As part of their collaboration with EOSC-hub, Ecohydros developed CyberHAB - a platform to process and analyse ecological data related to algal blooms. The CyberHAB prototype is a platform with a Jupyter Notebooks interface that integrates software components transparently and provides direct access to cloud computing resources. This platform can be used to extract information from monitoring data, converting hundreds of variables and parameters into visualizations to support decision-making.

How they used EOSC-hub services

CyberHAB uses EGI Notebooks as an interface and processes analysis with the EGI Cloud Compute service. The user is able to access different data sources by selecting ranges of dates and locations. The data is stored in a cloud storage solution (Onedata, Datahub) and whenever they need to launch a new model or simulation it is deployed using PaaS Orchestrator.

The value proposal of CyberHAB

CyberHAB is the first cyberinfrastructure of its kind – a versatile platform powered by cloud computing able to combine large volumes of data for the management of harmful algal blooms.

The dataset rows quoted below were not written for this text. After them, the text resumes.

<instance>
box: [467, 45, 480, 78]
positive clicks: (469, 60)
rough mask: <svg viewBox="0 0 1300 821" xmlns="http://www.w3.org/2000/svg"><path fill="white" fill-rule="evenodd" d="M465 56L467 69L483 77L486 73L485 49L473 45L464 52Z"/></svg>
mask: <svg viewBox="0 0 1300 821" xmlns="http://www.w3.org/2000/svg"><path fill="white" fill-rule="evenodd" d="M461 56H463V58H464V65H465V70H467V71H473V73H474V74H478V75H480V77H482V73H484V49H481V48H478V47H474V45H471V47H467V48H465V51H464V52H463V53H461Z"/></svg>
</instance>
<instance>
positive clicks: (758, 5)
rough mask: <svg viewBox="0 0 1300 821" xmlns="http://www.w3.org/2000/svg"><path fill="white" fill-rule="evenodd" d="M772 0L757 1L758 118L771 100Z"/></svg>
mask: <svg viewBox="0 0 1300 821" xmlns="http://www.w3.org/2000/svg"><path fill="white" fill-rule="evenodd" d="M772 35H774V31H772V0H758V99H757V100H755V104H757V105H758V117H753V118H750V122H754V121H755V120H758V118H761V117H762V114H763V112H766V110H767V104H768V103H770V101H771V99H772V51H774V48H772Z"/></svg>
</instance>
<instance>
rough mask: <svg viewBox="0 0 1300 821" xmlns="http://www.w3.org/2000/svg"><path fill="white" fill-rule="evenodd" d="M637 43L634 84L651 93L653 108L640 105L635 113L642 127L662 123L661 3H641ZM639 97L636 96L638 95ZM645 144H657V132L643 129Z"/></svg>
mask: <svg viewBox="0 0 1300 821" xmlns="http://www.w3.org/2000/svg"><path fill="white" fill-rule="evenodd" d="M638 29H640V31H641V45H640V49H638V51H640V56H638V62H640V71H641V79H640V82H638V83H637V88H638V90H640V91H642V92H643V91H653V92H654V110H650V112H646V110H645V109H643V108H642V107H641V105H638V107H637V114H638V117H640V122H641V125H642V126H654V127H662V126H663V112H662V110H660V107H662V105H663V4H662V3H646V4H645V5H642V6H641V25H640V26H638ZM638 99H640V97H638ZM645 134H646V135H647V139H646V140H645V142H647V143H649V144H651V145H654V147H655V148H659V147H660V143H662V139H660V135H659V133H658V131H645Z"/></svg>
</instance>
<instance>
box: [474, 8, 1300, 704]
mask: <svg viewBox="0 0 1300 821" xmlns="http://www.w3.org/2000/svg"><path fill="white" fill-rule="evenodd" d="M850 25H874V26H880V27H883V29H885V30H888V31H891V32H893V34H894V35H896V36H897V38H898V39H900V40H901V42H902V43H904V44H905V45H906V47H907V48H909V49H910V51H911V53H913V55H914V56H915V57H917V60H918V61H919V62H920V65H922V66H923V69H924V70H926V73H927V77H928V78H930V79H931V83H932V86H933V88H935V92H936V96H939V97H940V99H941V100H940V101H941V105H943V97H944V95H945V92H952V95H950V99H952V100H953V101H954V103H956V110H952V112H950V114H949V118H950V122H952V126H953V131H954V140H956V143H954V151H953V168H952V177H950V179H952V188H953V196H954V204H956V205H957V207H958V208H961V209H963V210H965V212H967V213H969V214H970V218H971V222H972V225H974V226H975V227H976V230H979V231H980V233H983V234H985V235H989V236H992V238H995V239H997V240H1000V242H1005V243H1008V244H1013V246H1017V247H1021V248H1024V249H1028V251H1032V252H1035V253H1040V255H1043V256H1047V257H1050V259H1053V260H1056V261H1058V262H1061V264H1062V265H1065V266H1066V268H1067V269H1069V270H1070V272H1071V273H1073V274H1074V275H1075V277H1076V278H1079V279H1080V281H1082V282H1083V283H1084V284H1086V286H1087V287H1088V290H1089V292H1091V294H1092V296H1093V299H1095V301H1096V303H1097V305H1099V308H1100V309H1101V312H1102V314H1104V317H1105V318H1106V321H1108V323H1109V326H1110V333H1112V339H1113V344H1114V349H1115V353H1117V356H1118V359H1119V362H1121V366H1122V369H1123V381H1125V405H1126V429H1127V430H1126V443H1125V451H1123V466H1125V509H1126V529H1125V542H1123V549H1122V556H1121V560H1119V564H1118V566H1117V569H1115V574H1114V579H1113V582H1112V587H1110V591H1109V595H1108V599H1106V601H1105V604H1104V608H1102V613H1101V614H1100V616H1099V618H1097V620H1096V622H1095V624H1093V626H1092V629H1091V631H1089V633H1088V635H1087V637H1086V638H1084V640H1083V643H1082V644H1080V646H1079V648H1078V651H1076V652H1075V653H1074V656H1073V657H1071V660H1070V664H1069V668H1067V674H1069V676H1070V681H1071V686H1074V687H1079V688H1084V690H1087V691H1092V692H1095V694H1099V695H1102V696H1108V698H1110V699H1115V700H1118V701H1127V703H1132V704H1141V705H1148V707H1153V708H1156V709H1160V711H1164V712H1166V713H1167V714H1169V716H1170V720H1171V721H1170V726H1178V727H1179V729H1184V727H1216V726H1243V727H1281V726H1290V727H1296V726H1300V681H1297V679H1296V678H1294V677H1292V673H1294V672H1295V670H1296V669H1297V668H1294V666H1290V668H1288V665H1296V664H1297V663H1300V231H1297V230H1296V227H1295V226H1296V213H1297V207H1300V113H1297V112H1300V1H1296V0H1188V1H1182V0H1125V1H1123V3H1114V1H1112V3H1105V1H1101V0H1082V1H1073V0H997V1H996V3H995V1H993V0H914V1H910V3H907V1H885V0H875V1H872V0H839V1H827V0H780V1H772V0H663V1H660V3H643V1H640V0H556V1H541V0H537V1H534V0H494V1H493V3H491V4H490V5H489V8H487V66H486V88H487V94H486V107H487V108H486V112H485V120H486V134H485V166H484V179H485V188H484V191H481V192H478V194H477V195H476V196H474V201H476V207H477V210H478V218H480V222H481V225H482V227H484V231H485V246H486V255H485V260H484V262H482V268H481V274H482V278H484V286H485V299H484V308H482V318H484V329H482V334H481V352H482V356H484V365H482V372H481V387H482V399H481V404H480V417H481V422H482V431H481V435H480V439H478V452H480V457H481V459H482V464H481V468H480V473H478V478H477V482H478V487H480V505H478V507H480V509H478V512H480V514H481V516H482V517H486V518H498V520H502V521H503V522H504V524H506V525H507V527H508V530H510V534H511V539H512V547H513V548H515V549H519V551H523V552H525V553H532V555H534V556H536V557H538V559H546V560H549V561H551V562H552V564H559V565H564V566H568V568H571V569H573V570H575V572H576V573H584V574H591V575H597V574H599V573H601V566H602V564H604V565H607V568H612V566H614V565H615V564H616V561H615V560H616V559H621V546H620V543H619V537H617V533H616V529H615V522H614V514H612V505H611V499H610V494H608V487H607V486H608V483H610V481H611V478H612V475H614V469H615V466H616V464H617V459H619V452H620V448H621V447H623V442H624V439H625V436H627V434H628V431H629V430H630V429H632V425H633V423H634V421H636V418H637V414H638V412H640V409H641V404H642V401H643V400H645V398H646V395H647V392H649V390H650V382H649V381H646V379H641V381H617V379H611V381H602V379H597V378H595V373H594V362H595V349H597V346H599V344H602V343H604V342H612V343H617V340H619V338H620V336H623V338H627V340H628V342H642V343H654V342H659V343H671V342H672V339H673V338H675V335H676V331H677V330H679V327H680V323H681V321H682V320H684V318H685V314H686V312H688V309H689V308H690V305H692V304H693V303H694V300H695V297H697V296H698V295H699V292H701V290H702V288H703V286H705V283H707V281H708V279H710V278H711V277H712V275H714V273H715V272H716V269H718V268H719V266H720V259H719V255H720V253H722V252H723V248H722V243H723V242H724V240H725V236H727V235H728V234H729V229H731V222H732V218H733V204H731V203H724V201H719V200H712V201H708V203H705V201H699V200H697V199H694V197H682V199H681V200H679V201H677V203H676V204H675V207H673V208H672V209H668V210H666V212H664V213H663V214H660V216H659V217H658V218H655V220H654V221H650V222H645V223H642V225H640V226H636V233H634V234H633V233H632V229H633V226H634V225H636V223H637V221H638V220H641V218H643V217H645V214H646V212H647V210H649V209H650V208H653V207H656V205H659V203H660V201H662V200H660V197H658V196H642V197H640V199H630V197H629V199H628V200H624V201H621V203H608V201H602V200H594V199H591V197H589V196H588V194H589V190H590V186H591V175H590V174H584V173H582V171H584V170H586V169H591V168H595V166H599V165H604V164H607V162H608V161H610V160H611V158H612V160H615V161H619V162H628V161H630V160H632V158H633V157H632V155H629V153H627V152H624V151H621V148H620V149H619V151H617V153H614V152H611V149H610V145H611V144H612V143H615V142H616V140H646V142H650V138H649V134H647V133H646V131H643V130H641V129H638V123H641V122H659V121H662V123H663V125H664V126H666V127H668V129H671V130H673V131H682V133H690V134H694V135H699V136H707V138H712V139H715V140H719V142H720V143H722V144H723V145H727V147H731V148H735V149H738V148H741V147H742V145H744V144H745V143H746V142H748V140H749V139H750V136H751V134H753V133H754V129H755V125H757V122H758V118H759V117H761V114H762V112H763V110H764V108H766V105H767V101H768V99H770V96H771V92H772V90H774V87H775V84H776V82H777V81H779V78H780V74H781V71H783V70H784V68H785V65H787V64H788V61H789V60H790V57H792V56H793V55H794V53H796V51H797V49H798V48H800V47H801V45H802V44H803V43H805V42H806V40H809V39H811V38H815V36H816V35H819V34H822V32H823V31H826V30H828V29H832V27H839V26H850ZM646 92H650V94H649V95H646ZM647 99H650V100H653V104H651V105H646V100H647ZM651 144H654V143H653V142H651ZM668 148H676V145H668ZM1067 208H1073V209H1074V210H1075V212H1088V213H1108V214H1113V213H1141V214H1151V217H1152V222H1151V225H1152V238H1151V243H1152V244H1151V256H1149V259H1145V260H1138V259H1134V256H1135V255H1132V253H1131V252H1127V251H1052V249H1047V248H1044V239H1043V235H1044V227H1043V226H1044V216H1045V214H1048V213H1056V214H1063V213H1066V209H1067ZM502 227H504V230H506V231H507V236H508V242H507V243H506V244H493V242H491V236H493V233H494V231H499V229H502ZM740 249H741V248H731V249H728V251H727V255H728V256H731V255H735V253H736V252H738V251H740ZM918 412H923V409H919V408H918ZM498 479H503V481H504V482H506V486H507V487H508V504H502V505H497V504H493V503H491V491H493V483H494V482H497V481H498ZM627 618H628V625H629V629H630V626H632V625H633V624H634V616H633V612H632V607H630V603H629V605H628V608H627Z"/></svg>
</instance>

Users can interact with CyberHAB in different ways, via Web or mobile interfaces. With a registered free account, users can try basic functionalities with their own data. Subscriptions give access to the full range of tools, including models to forecast scenarios or methods to generate additional data for a given case.

How EOSC-hub helped

CyberHAB manipulates data covering hundreds of variables that need to be treated, processed and analysed before being used in visualizations. The predictive models also require calibration. The computing demands are beyond what a standard company or a standard computer center can provide. EOSC-hub gave us a chance to overcome this barrier.